In this paper, we present a new class of Markov decision processes (MDPs),
called Tsallis MDPs, with Tsallis entropy maximization, which generalizes
existing maximum entropy reinforcement learning (RL). A Tsallis MDP provides a
unified framework for the original RL problem and RL with various types of
entropy, including the well-known standard Shannon-Gibbs (SG) entropy, using an
additional real-valued parameter, called an entropic index. By controlling the
entropic index, we can generate various types of entropy, including the SG
entropy, and a different entropy results in a different class of the optimal
policy in Tsallis MDPs. We also provide a full mathematical analysis of Tsallis
MDPs, including the optimality condition, performance error bounds, and
convergence.
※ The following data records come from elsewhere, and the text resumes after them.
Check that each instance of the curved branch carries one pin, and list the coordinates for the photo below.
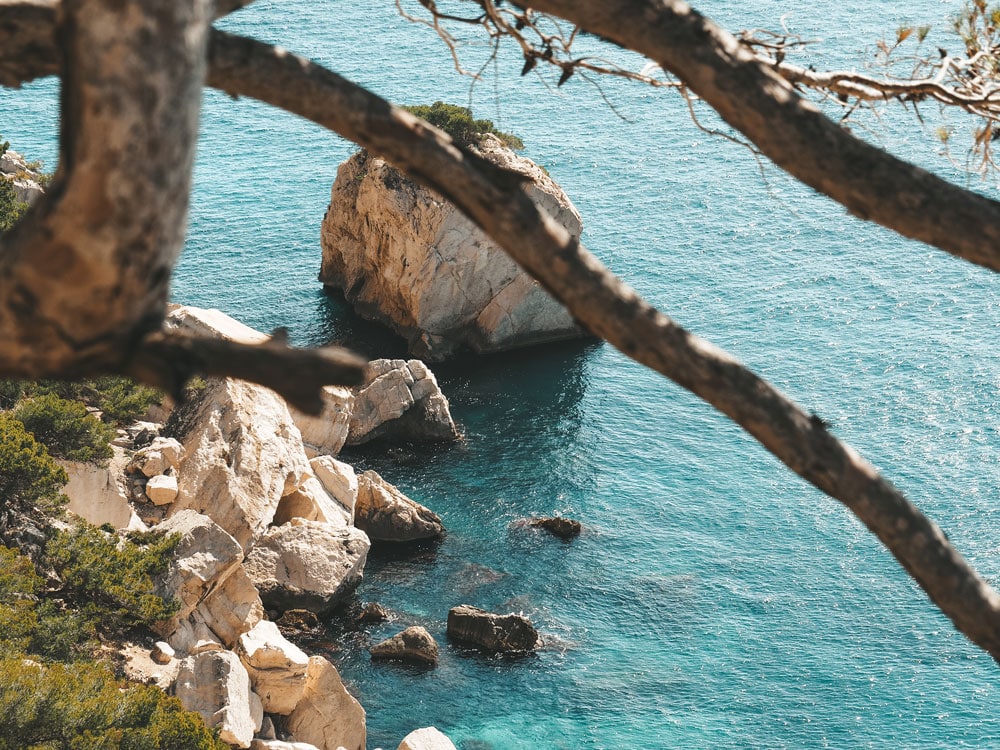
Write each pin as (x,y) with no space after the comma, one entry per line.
(499,204)
(790,131)
(168,360)
(85,275)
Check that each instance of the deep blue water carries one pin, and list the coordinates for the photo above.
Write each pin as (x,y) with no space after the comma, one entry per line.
(714,599)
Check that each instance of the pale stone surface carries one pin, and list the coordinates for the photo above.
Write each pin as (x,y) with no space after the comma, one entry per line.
(328,716)
(205,556)
(161,489)
(277,667)
(414,645)
(162,652)
(386,514)
(326,432)
(307,564)
(312,502)
(408,258)
(243,454)
(400,400)
(139,666)
(232,608)
(98,493)
(217,686)
(157,457)
(259,744)
(428,738)
(339,480)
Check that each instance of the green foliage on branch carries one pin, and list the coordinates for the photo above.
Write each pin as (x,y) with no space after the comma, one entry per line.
(458,122)
(81,705)
(29,478)
(66,428)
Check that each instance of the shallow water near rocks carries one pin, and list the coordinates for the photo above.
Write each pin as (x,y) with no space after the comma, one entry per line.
(713,599)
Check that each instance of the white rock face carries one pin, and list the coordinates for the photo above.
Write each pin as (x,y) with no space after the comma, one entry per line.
(326,432)
(231,608)
(339,480)
(97,493)
(408,258)
(312,502)
(328,716)
(428,738)
(386,514)
(307,564)
(217,686)
(400,400)
(161,489)
(205,556)
(277,668)
(243,454)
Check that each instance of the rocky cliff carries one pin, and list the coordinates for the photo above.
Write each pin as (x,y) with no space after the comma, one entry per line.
(406,257)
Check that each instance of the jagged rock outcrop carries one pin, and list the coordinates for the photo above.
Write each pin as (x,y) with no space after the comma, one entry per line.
(339,480)
(400,400)
(428,738)
(408,258)
(413,645)
(307,565)
(217,686)
(26,180)
(328,716)
(387,515)
(98,494)
(243,454)
(491,632)
(277,667)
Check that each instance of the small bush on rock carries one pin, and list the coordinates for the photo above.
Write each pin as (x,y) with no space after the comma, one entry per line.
(458,122)
(66,428)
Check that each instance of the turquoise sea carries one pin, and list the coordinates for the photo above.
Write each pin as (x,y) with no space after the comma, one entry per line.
(714,599)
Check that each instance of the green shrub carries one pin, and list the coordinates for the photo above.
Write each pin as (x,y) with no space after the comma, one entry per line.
(82,706)
(109,580)
(121,400)
(66,428)
(29,478)
(458,122)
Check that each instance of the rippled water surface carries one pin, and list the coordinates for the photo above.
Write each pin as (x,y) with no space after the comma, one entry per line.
(714,599)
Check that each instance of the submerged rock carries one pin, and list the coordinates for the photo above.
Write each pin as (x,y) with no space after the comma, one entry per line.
(564,528)
(387,515)
(414,645)
(407,257)
(428,738)
(492,632)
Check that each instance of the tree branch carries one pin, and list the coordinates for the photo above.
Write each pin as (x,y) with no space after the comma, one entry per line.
(610,309)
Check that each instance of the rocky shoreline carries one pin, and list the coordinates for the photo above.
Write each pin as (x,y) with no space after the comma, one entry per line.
(270,522)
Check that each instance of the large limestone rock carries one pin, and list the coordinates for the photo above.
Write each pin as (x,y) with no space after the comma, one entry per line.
(307,564)
(491,632)
(243,454)
(203,558)
(98,493)
(387,515)
(413,645)
(217,686)
(232,608)
(400,400)
(339,480)
(277,667)
(428,738)
(325,433)
(408,258)
(328,716)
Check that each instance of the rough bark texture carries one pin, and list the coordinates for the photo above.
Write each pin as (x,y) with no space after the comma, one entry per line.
(793,133)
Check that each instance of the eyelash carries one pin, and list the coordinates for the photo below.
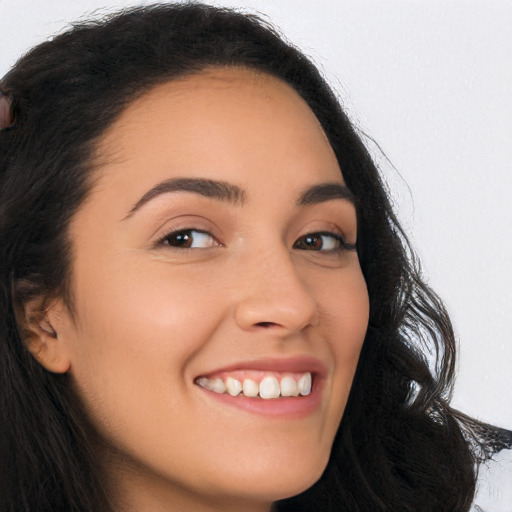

Our theoretical result enables us to use any positive entropic
index in RL. To handle complex and large-scale problems, we propose a
model-free actor-critic RL method using Tsallis entropy maximization. We
evaluate the regularization effect of the Tsallis entropy with various values
of entropic indices and show that the entropic index controls the exploration
tendency of the proposed method. For a different type of RL problems, we find
that a different value of the entropic index is desirable. The proposed method
is evaluated using the MuJoCo simulator and achieves the state-of-the-art
performance.

本文提出了一种新的马尔可夫决策过程类别 Tsallis MDPs，用于强化学习问题和各种类型熵的使用，包括标准 Shannon-Gibbs 熵，并使用一个额外的实数值参数，称为熵指数，控制了勘探倾向和优化政策的不同维度，所提出方法采用 Tsallis 的熵极大化，并以无模型演员 - 评论家策略进行实现，在 MuJoCo 模拟器上进行验证并取得最先进的性能。